Also at what point did I say anything about anyone being with us or against us?
Is this Snow a relative of yours that you should take such umbrage at a challenge to his assertion?
Excuse me; please take your discussion to a more appropriate place.
Now, if someone would like to politely answer my question: do you think I need to change anything from my current configuration? Again, I installed the generic 2.6 kernel from the slackware .tgz package; then I copied in the huge26.s bzImage and made the initrd. It would seem that I'm using the huge26.s kernel with the generic set of modules. Is that how it's supposed to work?
No, you don't need to change anything ... as long as it all works. Note that the modules that you installed work for any kernel of the same version number ... this means they work for both huge26.s and the generic 2.6.x kernel. So, everything should be just fine.
Remember ... if it ain't broke, don't fix it
BTW, I use the same trial and error strategy that you use to figure everything out ... that's why I fail so often, but also succeed where others fail
Last edited by H_TeXMeX_H; 01-12-2007 at 06:07 PM.
Thanks for the replies. I figured "if it ain't broke..." but wondered if there was a reason to think it will break
The strangest thing was that the kernel discovered a network interface called sit0 -- that was the first time I'd ever seen that. Before when I installed the huge26.s kernel it couldn't even detect eth0 (this was before installing the modules occurred to me).
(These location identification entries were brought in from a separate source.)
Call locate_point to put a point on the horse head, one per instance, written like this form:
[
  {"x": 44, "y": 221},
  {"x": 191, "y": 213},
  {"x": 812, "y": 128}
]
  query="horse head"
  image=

Well, I've gotta go look up what the heck sit0 is...
Joel
thanks for posting your problem and solution. here is a great free resource I just found on digg that you may find useful in future Kernel explorations - Linux Kernel in a Nutshell:
Quote:
Written by a leading developer and maintainer of the Linux kernel, Linux Kernel in a Nutshell is a comprehensive overview of kernel configuration and building, a critical task for Linux users and administrators.
Sweet -- thanks for the link. I'm glad you enjoyed my story: that was my primary purpose of posting it. I want to let people know that a kernel panic is not a big deal: you should always have a way of booting another kernel, either a LiveCD, boot-floppy or another LILO entry.